I sapori della Sicilia lo accompagnano sempre, diventano una necessità anche a Milano, dove oggi Scianna risiede, un richiamo stagionale come quello del finocchietto selvatico di montagna, senza il quale, la pasta con le sarde non si può fare, è il piatto identitario per eccellenza con la sua sicilianità, come quello degli asparagi selvatici che ogni anno richiamavano l’amico Leonardo Sciascia a Racalmuto per degustarli.
I cibi, i sapori, restano impressi indelebilmente nell’animo, come le polpette al sugo, mangiate a New York, in casa dei genitori di Martin Scorsese. Lui, come i suoi genitori non sono nati in Sicilia, ma andavano a comprare il pane a New York da una fornaia proveniente da Polizzi Generosa vicino a Palermo, che nemmeno lei era mai stata al suo paese di origine. “Ma il sapore di quel pane, come quella neolingua mezza siciliana e mezza americana che scambiavano per italiano, era ancora una patria, il racconto di un’identità.”

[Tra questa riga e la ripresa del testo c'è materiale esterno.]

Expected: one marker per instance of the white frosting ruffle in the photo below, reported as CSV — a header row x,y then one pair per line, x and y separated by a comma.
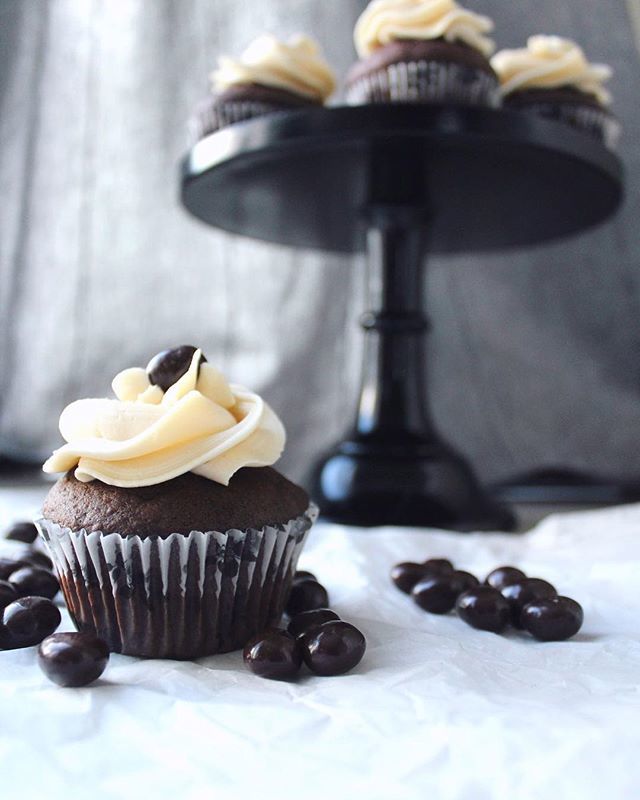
x,y
549,62
385,21
201,424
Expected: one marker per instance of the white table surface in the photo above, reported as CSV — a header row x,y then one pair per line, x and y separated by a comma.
x,y
435,709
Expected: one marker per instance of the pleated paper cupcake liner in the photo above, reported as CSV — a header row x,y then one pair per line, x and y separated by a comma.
x,y
595,121
212,115
426,82
183,596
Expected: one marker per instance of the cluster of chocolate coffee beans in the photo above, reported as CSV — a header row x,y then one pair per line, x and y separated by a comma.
x,y
29,617
315,635
507,597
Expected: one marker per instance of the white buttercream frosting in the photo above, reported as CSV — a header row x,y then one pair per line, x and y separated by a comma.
x,y
295,65
549,62
385,21
201,424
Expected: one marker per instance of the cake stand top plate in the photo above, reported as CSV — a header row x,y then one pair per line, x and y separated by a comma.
x,y
485,179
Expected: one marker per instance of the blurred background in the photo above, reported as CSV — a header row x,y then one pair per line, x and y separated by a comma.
x,y
535,356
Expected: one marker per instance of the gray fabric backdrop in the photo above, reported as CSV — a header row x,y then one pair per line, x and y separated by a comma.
x,y
535,356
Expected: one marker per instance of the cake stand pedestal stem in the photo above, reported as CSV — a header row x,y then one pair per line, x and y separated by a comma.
x,y
394,468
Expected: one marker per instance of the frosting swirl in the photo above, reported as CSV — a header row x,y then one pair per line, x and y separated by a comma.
x,y
549,62
295,65
201,424
384,21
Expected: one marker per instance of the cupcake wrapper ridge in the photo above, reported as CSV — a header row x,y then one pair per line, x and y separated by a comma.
x,y
213,115
183,596
426,82
594,121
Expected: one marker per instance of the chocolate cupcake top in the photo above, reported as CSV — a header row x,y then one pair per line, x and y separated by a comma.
x,y
551,62
296,66
254,498
179,415
386,21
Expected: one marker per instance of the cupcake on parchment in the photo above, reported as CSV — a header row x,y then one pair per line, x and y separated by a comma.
x,y
551,77
422,51
171,534
269,76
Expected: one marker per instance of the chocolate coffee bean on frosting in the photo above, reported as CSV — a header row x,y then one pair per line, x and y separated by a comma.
x,y
168,366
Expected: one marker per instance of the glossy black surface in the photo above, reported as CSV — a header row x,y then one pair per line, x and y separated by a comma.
x,y
303,575
484,608
304,178
503,576
35,581
73,659
168,366
7,594
437,594
275,655
466,579
524,592
306,596
401,181
394,468
22,532
28,621
333,648
552,620
310,619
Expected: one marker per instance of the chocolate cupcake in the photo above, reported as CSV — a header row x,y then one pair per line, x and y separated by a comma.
x,y
422,51
552,78
269,76
171,534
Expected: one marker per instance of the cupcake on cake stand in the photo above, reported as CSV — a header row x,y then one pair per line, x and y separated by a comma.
x,y
400,182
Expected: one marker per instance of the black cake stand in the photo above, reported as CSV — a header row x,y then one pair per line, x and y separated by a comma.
x,y
401,181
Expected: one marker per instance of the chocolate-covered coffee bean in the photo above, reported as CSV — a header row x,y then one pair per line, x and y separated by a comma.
x,y
73,659
484,608
553,619
503,576
28,621
332,648
524,592
168,366
274,654
465,579
437,594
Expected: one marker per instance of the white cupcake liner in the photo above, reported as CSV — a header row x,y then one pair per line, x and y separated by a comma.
x,y
595,121
182,596
426,82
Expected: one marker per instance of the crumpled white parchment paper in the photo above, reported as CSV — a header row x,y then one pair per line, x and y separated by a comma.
x,y
436,709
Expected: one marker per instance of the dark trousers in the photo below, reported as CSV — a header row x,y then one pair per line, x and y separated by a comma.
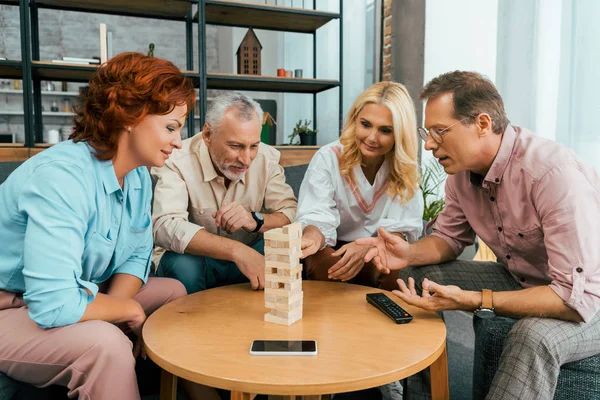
x,y
199,273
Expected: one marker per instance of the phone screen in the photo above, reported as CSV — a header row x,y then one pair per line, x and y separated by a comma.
x,y
282,346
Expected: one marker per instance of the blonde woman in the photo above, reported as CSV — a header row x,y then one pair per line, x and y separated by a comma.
x,y
366,179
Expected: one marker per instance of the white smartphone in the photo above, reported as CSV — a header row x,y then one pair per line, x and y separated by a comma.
x,y
284,348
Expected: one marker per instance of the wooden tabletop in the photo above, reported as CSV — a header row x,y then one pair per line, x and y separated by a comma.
x,y
206,338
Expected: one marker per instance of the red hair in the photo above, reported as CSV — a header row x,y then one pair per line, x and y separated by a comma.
x,y
122,93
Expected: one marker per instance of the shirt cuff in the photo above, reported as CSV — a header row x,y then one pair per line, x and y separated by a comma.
x,y
185,232
290,213
456,248
135,268
576,297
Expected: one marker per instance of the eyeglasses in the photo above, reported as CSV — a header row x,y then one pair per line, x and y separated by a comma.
x,y
437,134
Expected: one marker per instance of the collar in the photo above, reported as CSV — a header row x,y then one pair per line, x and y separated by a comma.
x,y
208,169
496,171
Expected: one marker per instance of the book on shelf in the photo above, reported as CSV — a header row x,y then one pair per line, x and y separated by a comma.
x,y
75,62
103,44
79,59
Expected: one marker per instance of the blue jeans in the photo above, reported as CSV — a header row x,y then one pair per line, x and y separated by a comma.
x,y
199,273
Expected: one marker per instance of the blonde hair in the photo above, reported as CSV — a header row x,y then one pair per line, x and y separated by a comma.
x,y
403,178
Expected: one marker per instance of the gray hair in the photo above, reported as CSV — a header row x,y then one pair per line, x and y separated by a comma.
x,y
244,105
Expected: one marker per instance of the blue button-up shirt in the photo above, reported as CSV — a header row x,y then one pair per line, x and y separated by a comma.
x,y
66,225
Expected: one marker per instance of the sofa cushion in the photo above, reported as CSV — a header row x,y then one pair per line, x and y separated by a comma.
x,y
6,168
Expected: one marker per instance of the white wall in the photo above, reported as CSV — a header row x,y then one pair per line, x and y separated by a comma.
x,y
460,35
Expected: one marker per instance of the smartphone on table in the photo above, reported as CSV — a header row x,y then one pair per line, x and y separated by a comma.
x,y
284,348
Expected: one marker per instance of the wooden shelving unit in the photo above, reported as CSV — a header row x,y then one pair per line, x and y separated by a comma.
x,y
32,70
277,18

Per Scianna, oggi siamo tutti un po’ emigranti dentro, ed è per questo che la cucina diventa la primordiale lingua che ci lega alla nostra terra. La Sicilia è la grande protagonista di questi brevi racconti, ma non solo. C’è la cucina di Paul Bocuse, a Lione, lo spuntino di Ferran Adrià, L’anatra di Parigi, El molino de chocolate, ci sono le saline della Bolivia e i pesci dal volto umano. Non mancano le riflessioni sugli scandali alimentari del nostro secolo, La distruzione delle arance, lo scafazzo, sovrapproduzioni di frutta condotte in discarica per calmierare il mercato e non fare crollare i prezzi, pere e arance ammucchiate, irrorate di sostanze per renderle inconsumabili e poi schiacciate da ruspe che ne completano l’uccisione; non mancano le domande nel racconto sui macelli industriali, dopo averne visitato uno in Argentina, dichiara di essere diventato vegetariano per venti giorni.
Ti mangio con gli occhi è anche un libro di viaggi, di gusti della memoria che si ritrovano e ci fanno sentire un po’ di casa in ogni dove. E’ soprattutto il cibo di strada, che secondo Scianna, “è la lingua popolare vera, che, mentre definisce l’identità di un paese, getta un efficacissimo ponte di comunicazione con ogni visitatore straniero. Una lingua che si comprende al volo, senza bisogno di traduzione”.
L’ultimo racconto appare come una confessione: “Non c’è niente che mi rassereni come cucinare. Per me è quasi come ascoltare musica: mette in moto razionalità ed estetica. E’ regola codificata, da rispettare con grande scrupolo artigianale, e nello stesso tempo possibilità di sperimentazione.”
Spesso si sente usare l’espressione, “Parla come mangi”… dopo aver letto questo intenso libro, potrei dire che Ferdinando Scianna, non solo parla come mangia, esprimendosi in una scrittura piacevole e intrigante, ma, soprattutto, guarda come mangia. Gli scatti si accompagnano perfettamente ai racconti come il sucu o l’astratto di pomodoro alla pasta, niente è fuori posto, il libro scivola veloce fra sensazioni e ricordi, fra profumi caldi e dolciastri, fra sapori pungenti e avvolgenti.